18.09.2008

23

*
Saat, bu saat olmuş, gr uyku yok. Bu saatte feyspukta kim var ki diyerek, merak içinde açıyorum, bi Asuman Ünsal varmış, o da benim gibi hiç uyumuyor, biliyorum.

İş kötüydü bugün, saçma sapan işler hep bu dar zamanları bekliyor gibi, özellikle bekliyorlar. Akıllandım, öğrendim artık.
Bir kere bir şey demiştim ya hani dışarıdan faşist olup da, içinde yaşadığın savaşlarda esir alınmış gibisin, diye günlükçüm, şu sıralar...

Buket Uzuner’in yeni kitabı çıkmış, yabancı mecmua gibi, duruyor, hem küçük, hem de anlamsızca kalın, Arda ve Tuna’yı hatırladım, Arda’nın atladığında çıkan tak sesi hala kulağımda gibi, Mabel sakızları; Arap mı, çingene mi belli olmayan, kocaman küpeli kadına un bulanmış sert sakız.

Küçükken, her yaz memlekete giderdik, keyifli tren yolculukları olurdu, çok eğlenceliydi, gara indiğinde kulaklarındaki uğultu bir türlü geçmez.
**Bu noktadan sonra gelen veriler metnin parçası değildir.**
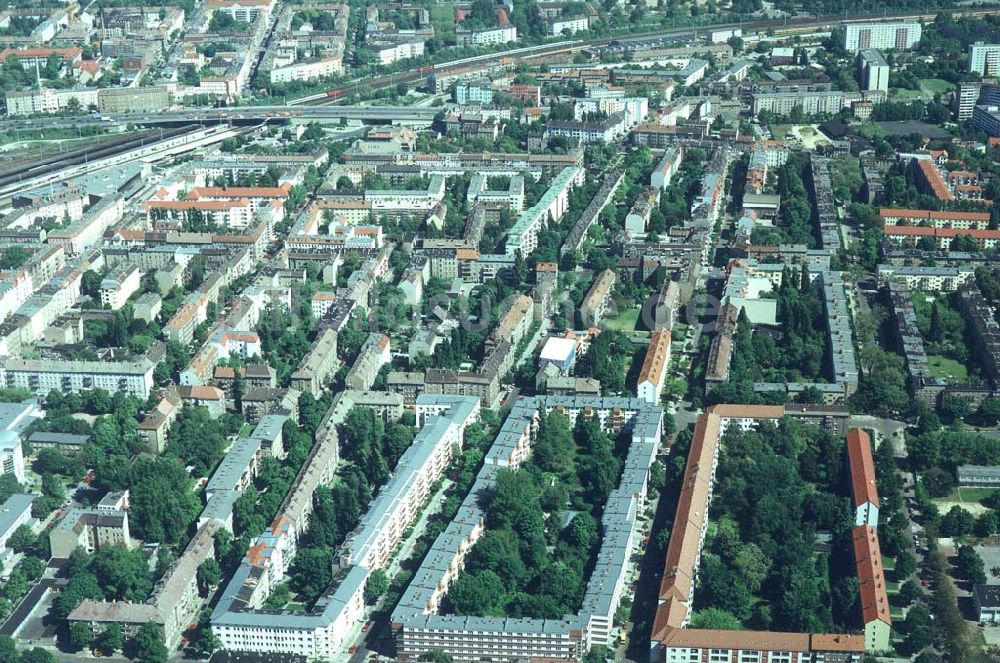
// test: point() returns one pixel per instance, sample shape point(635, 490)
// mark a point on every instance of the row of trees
point(372, 448)
point(797, 355)
point(528, 564)
point(760, 567)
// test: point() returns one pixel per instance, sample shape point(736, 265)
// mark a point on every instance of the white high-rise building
point(11, 457)
point(984, 59)
point(884, 36)
point(874, 70)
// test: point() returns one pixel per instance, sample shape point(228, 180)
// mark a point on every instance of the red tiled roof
point(871, 576)
point(926, 214)
point(859, 455)
point(933, 178)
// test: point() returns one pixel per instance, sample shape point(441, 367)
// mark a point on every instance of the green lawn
point(625, 321)
point(900, 93)
point(778, 131)
point(975, 494)
point(937, 85)
point(949, 369)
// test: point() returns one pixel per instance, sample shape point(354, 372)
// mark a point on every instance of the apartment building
point(567, 25)
point(642, 208)
point(90, 529)
point(934, 279)
point(40, 376)
point(986, 118)
point(979, 476)
point(478, 91)
point(654, 367)
point(322, 632)
point(120, 284)
point(307, 70)
point(811, 103)
point(175, 602)
point(986, 600)
point(134, 99)
point(374, 354)
point(874, 70)
point(671, 641)
point(859, 456)
point(234, 214)
point(666, 167)
point(935, 218)
point(512, 197)
point(940, 238)
point(244, 11)
point(465, 638)
point(984, 59)
point(605, 131)
point(503, 33)
point(15, 511)
point(898, 36)
point(874, 597)
point(11, 455)
point(598, 299)
point(523, 235)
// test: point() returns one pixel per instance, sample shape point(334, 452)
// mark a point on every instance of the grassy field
point(937, 85)
point(625, 321)
point(778, 131)
point(948, 369)
point(975, 494)
point(901, 93)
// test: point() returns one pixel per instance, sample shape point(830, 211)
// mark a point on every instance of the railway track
point(526, 55)
point(17, 172)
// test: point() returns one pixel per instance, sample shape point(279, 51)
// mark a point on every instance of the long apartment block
point(418, 625)
point(239, 619)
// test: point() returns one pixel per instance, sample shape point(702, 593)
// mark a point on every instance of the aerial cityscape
point(505, 330)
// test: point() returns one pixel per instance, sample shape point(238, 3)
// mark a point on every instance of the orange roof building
point(942, 237)
point(934, 218)
point(859, 455)
point(670, 637)
point(871, 587)
point(931, 180)
point(654, 367)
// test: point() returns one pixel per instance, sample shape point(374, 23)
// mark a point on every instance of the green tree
point(112, 639)
point(79, 636)
point(376, 585)
point(22, 539)
point(970, 564)
point(150, 643)
point(36, 655)
point(163, 503)
point(716, 619)
point(122, 574)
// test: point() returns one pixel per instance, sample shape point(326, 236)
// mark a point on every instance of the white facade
point(393, 52)
point(501, 34)
point(118, 287)
point(11, 457)
point(874, 70)
point(984, 59)
point(474, 92)
point(883, 36)
point(40, 376)
point(568, 25)
point(307, 71)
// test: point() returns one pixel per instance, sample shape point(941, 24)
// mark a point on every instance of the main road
point(295, 110)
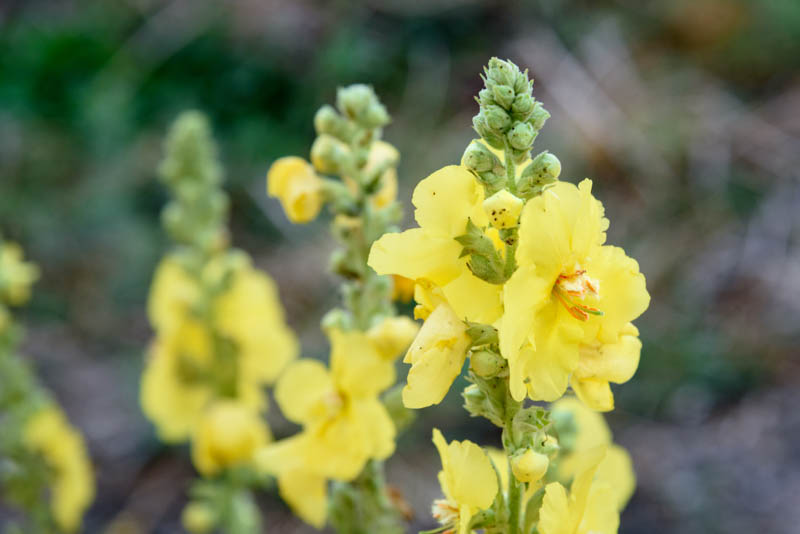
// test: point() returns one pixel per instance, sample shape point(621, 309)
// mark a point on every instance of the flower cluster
point(220, 337)
point(512, 270)
point(348, 424)
point(46, 469)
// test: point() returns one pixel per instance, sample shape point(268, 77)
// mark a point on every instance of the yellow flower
point(616, 468)
point(228, 434)
point(63, 450)
point(244, 344)
point(588, 509)
point(392, 336)
point(16, 275)
point(569, 289)
point(529, 466)
point(444, 202)
point(601, 363)
point(295, 183)
point(436, 357)
point(468, 482)
point(301, 486)
point(344, 422)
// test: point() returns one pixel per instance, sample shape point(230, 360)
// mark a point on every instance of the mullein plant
point(331, 471)
point(45, 469)
point(220, 338)
point(512, 272)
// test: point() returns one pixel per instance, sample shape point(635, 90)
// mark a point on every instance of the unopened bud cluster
point(346, 133)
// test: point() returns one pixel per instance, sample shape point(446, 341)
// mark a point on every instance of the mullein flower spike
point(330, 472)
point(512, 271)
point(220, 336)
point(46, 468)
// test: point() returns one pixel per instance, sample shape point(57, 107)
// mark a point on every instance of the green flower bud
point(477, 157)
point(503, 95)
point(327, 121)
point(355, 100)
point(522, 106)
point(502, 72)
point(529, 465)
point(485, 363)
point(376, 116)
point(485, 97)
point(542, 171)
point(503, 209)
point(497, 118)
point(198, 518)
point(521, 136)
point(539, 116)
point(481, 126)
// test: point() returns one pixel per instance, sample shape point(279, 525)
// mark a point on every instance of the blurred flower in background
point(685, 114)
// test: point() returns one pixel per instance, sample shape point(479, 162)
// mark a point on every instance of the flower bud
point(485, 363)
point(328, 154)
point(228, 434)
point(497, 118)
point(477, 157)
point(482, 127)
point(198, 518)
point(485, 97)
point(327, 121)
point(503, 95)
point(522, 106)
point(529, 466)
point(503, 209)
point(521, 136)
point(355, 100)
point(502, 72)
point(539, 116)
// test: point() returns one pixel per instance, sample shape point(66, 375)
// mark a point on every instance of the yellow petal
point(446, 199)
point(357, 368)
point(437, 356)
point(392, 336)
point(307, 494)
point(596, 394)
point(417, 254)
point(623, 294)
point(549, 365)
point(250, 313)
point(302, 390)
point(554, 517)
point(524, 295)
point(172, 294)
point(473, 299)
point(613, 362)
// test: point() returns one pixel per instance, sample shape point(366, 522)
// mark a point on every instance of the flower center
point(445, 512)
point(571, 288)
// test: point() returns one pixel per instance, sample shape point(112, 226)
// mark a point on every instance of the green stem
point(511, 171)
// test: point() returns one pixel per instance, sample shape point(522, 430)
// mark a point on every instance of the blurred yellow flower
point(16, 275)
point(436, 357)
point(568, 290)
point(468, 482)
point(228, 434)
point(63, 450)
point(232, 348)
point(591, 431)
point(344, 422)
point(588, 509)
point(294, 182)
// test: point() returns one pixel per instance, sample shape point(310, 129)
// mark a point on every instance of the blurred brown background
point(685, 113)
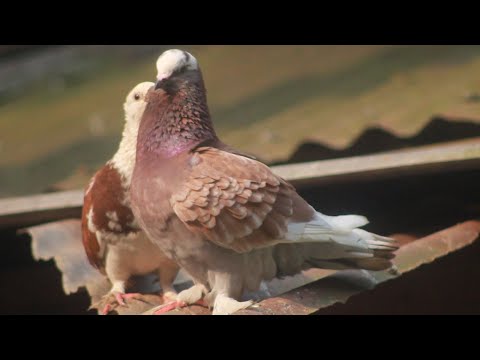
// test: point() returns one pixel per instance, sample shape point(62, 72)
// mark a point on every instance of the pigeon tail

Demir tadını andıran is ise, ne burnundan. ne de ağzından giderdi. Hep ayazda inilir sanırdım trenlerden, biz sabaha karşı inermişiz oysa, sefer saatleri daha bilemediğim şeylerdi o sıra, küçükken sandığım her şey, hep olması gereken olduğu içinmiş de, kabullenmesi hep en kolayındanmış.Her yaz mahalledeki camiye Kuran öğrenmeye giderdik, ve ben ne özenirdim orada yaşayan çocuklara, hep eğlendiklerini düşünürdüm, oysa bizim oturduğumuz yer, daha eğlenceliymiş, şimdi fark ediyor olmam da ayrı tabi. Kuran kurslarından aklımda tek kalan, renkli mumlar yapıp, otrenin üzerine yapıştırmak,hahah renkli sümük gibiydiler oysa, ama nasıl keyifliydi. Kunut Duasını halen karıştırıyorum.

Neys.

Senaryo okumak ne kadar zor, beğendim çok, özelliklede çekimle ilgili yaptığın ön görülerini, kamera çekim alternatiflerini, kadının tırnaklarını, uğultulu sesin kesik, kesik gelip, boğuklaşmasını soldaki kül tablasını, nedense merdivenlerden ineceklerini düşünmüştüm, -ben merdivenlerden inen insanları severim dedim herhalde- hatırlamıyorum, neys en çok aradaki yorumlarını içtim.

Süperdi.


İtalik bir sopa arıyorum, bulanların en yakın çıkış kapısına gelmeleri rica olunur.

Sonuç olarak;

hepimiz,

bedenlere sıkıştırılmış hava gibiydik

ve parfümler,

kıyafetlerimizde bayatlıyordu.



Aramızda kalsın kovuğa yazasım var.
Şiirime burada son verirken, ne güzel iyi gecelerdi.